Homeowner’s Insurance
The smallest segment of the $18,000 total average homeownership cost Clever reported, $1516 in homeowner’s insurance, is likely to see a large increase this year. It’s already been growing more expensive and harder to find for many homeowners in recent years. “Average homeowners insurance premiums per policy increased 8.7% faster than the rate of inflation in 2018-2022,” according to the U.S. Department of the Treasury’s Federal Insurance Office. “Some consumers faced substantially larger premium increases than the national average” and cancellations, the FIO added.
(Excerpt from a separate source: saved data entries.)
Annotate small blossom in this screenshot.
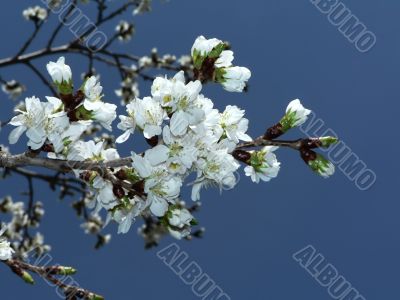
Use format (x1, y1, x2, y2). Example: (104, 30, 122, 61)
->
(116, 101, 136, 143)
(1, 80, 25, 100)
(91, 103, 117, 131)
(191, 36, 223, 58)
(0, 227, 14, 261)
(281, 99, 311, 130)
(131, 97, 165, 139)
(244, 146, 281, 183)
(116, 21, 135, 41)
(23, 6, 47, 22)
(46, 57, 72, 85)
(215, 50, 234, 68)
(8, 96, 69, 151)
(218, 105, 252, 143)
(167, 207, 193, 229)
(109, 196, 149, 234)
(83, 76, 103, 111)
(168, 227, 191, 240)
(219, 66, 251, 92)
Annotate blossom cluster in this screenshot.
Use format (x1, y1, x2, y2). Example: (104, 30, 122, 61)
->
(0, 194, 49, 261)
(5, 36, 332, 241)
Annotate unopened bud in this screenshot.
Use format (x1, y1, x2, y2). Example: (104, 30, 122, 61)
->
(22, 271, 34, 285)
(280, 99, 311, 132)
(301, 149, 335, 178)
(264, 123, 284, 140)
(115, 169, 128, 180)
(88, 293, 105, 300)
(50, 266, 77, 276)
(232, 149, 251, 163)
(113, 185, 125, 199)
(318, 136, 338, 148)
(145, 135, 159, 147)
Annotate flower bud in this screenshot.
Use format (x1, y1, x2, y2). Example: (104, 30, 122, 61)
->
(46, 57, 73, 95)
(232, 149, 251, 163)
(113, 185, 125, 199)
(191, 36, 225, 69)
(300, 149, 335, 178)
(280, 99, 311, 132)
(47, 266, 77, 275)
(216, 66, 251, 93)
(88, 293, 105, 300)
(22, 271, 35, 285)
(318, 136, 339, 148)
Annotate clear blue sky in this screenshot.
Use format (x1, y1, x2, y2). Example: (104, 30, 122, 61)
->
(0, 1, 399, 299)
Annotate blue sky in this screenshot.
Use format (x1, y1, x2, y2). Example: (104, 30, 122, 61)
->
(0, 1, 399, 299)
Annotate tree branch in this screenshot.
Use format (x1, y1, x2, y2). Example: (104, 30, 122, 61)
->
(3, 259, 103, 300)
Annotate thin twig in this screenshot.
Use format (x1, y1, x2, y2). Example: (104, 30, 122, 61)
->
(24, 61, 57, 96)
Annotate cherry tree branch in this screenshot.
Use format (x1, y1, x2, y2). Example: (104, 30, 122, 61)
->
(0, 136, 312, 174)
(3, 259, 103, 300)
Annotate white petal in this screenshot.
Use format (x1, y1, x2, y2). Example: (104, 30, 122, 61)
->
(116, 130, 131, 144)
(150, 197, 168, 217)
(145, 145, 169, 166)
(8, 126, 26, 144)
(170, 111, 189, 136)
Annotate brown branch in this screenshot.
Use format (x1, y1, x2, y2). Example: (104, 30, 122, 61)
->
(236, 136, 303, 150)
(0, 151, 133, 173)
(3, 259, 103, 300)
(10, 167, 87, 194)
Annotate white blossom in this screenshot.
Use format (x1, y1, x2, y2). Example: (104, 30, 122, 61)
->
(1, 80, 25, 99)
(131, 153, 182, 216)
(152, 71, 204, 136)
(215, 50, 234, 68)
(192, 148, 239, 201)
(116, 101, 136, 143)
(168, 208, 193, 229)
(191, 36, 222, 57)
(23, 6, 47, 21)
(244, 146, 281, 183)
(161, 126, 198, 174)
(8, 96, 69, 151)
(83, 76, 103, 111)
(68, 141, 120, 211)
(220, 66, 251, 92)
(0, 227, 14, 261)
(115, 20, 135, 41)
(131, 97, 165, 139)
(218, 105, 252, 144)
(110, 196, 149, 234)
(168, 227, 191, 240)
(91, 103, 117, 131)
(46, 57, 72, 84)
(284, 99, 311, 127)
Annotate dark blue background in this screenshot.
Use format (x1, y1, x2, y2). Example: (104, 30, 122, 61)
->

“2024 began with record-breaking premium increases, impacting both new policies and renewals,” reported digital insurance marketplace Matic. “Homeowners saw an average rate surge of 17.4% for new policies — significantly higher than previous years as inflation, severe weather, and reinsurance costs hit hard.” the group added. While Matic sees some potential relief this year in slowing inflation, “the impact of potential weather events remains a wild card,” it predicts.
Maintenance and Improvements
These costs were shown by Clever as $4,392 and $3,784 respectively and surprised many owners. “Had they known the total cost of homeownership ahead of time, 60% of homeowners say they would have made a different buying decision,” the survey notes. Some (21%) would have purchased a home that requires less maintenance or negotiated better terms. Some would have paid for an inspection (15%); not opting for one has become an unfortunate trend of hyper-competitive markets. Some (14%) would have purchased a less expensive home or waited until prices or mortgages dropped.
There’s a cost for deferred maintenance in surprise damage – like clogged gutters causing a flood or wildfire ignition. There are also improvements – like a wheelchair ramp and accessible shower necessitated by an accident or illness – that can’t be delayed without impacting a home’s usability.
Utilities
This is a highly regulated industry that costs the average homeowner $5,362 a year, the Clever survey showed. “Homeowners spend an average of $5,362 on utilities each year — 77% more than renters ($3,034). About 23% of homeowners say the cost of utilities has been more expensive than they expected,” the study shows.
Wildfires attributed to power lines and large related settlements may increase those costs further as fires increase in frequency and intensity. At least part of the massive cost of burying power lines to reduce wildfire risk will be passed along to homeowners in higher bills or, in the case of new construction, either community development fees, higher home prices or both.
Taxes
This slice of the $18,000 overall homeownership costs cited by Clever averaged $2,904 in the survey. While these figures vary widely across state lines, more than half (53%) of homeowners surveyed reported their property taxes increased by 20% or more, and about 11% said theirs had jumped by 50% since moving in.
Homeowner association fees have also increased for many owners. This is because their own common area utility, maintenance and insurance costs have increased in recent years, and those get passed along to owners. A quarter of owners said their HOA fees are 25% higher than expected. HOA fees may cover security, fitness rooms, pools, spas and other community features that enhance wellness, but their rising costs can contribute to unhealthy stress levels.
Conclusions
Will rising and surprise costs dampen interest by the 78% of Millennials who still see homeownership as part of the American dream? Or the 93% of Gen Z adults who want to own a home, according to Clever? Given the many wellness benefits of homeownership, I hope not!
Hopefully too, there will be some solutions emerging to address insurance and inflation costs making homeownership so much harder and more expensive.